Eunice


Sometimes you get into telling a history story you thought you knew well, but then it blossoms into something bigger. I was going to tell you about the history of the greenhouse effect.  The first person to suggest the earth is comfy and warm because of the insulative properties of air was Joseph Fourier, a French mathematician and scientist in 1820. 

It wasn’t until 1861 that an Irish Scientist, John Tyndall, proved him correct. Tyndall was able to identify  the insulative gasses, the major ones being carbon dioxide, water vapor, and methane.
Fourier and Tyndall were intellectual giants of their time. For example, Tyndall held 5 honorary doctorates and was a member of 35 scientific societies. Today, at the prestigious “University of East Anglia” the department that studies climate science is respectfully named in his honor; the Tyndall Centre. 

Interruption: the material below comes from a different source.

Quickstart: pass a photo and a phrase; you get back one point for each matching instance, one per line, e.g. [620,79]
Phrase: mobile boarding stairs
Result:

This was quite the accomplishment for a man who started his career as a surveyor, but then gave into his passion for knowledge. As he said, “The desire to grow intellectually did not forsake me…”
Tyndall’s reputation as a great scientist is rock solid. But, should he hold the title as the first person to discover the radiative properties of the greenhouse gases in 1861? Or, should it be an American named Eunice Newton Foote? 

At a recent presentation at Nicollet College, Pam McVety, environmental scientist and 30-year veteran of the Florida Department of Environmental Protection, mentioned the name Eunice Foote as an early climate scientist. She was from Seneca Falls, New York and participated in the 1848 Seneca Falls Convention, an early and influential meeting of the women’s rights movement.

Her known contribution to the understanding of greenhouse gasses is through a documented presentation to the 10th annual meeting of the American Association for the Advancement of Science. 

She personally did not present her work. Joseph Henry, from the Smithsonian Institution, presented her work to the AAAS members in 1856. Her work, done with simple equipment, came to remarkably similar conclusions as John Tyndall’s. 

Her equipment was simply glass cylinders filled with different mixtures of gasses laid in the sun alongside a glass cylinder with unaltered air. One of her test glass cylinders was filled with “carbonic acid” gas, as carbon dioxide was then called. Laid in the sun it became considerably hotter than the one with unaltered air. She noted then, in 1856, that, “An atmosphere of that gas would give to our earth a much higher temperature…” 

John Tyndall, as a man luckily well educated, became a surveyor just as the UK was running railroads from one end of the country to the next. He excelled at his work and made himself good money. His desire to grow intellectually sent him to college. In a stroke of fortune, he ended up studying in Germany. The best scientific minds in Chemistry and Physics in that time were Germans. These were the booster rockets that propelled Mr. Tyndall to greatness.

If, and this is a big “If”, we mobilize our society to reduce our pollution and stop sending our atmosphere to a much higher temperature, John Tyndall’s contribution to this rescue mission will be paramount and his place in history well deserved.